Remain objective. This tip is critical when giving feedback to your team members. Performance evaluations and coaching sessions should be based upon objective information. Provide data and examples on which the evaluation is based. Subjectivity will only lead to trouble. Team members should know that their performance rating is based upon their written performance standards which were created from the job description. Provide performance feedback on a regular basis as your team members look for consistency in this area.

Give respect to get respect. I think it’s every manager’s wish that they be respected as the person in charge. It’s been my experience that the best way to get respect is to give respect. Respect your team members as people first.
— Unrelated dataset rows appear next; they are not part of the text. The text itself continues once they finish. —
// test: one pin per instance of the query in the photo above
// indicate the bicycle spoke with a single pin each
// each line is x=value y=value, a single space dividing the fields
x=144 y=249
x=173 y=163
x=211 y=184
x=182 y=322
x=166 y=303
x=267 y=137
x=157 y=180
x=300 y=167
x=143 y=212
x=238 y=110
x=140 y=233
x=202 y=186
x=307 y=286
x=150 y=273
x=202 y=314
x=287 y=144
Respect what they do by spending time performing their duties. Whatever it is that they do – take calls, service customers face to face, handle customers as a field service rep – you do it with them to get a real world view of what is required to actually do the job. Ask for their opinions by using these four words – “What do you think?” Listen to their opinions regarding operational issues. Be an advocate for your team. Remove obstacles that hinders their success. Team members will respect the position when they feel that the person in that position respects them.

It takes courage to be a manager. Balance the operational side and the people side for a better long term result. I always found that it’s better to manage through persuasion (here’s where we’re headed) vs commandment (you’re going whether you like it or not). The best compliment for me when one of my team members was asked “What do you like most about having Errol as a manager?” was their answer “He cares about us as people and he’s fair.”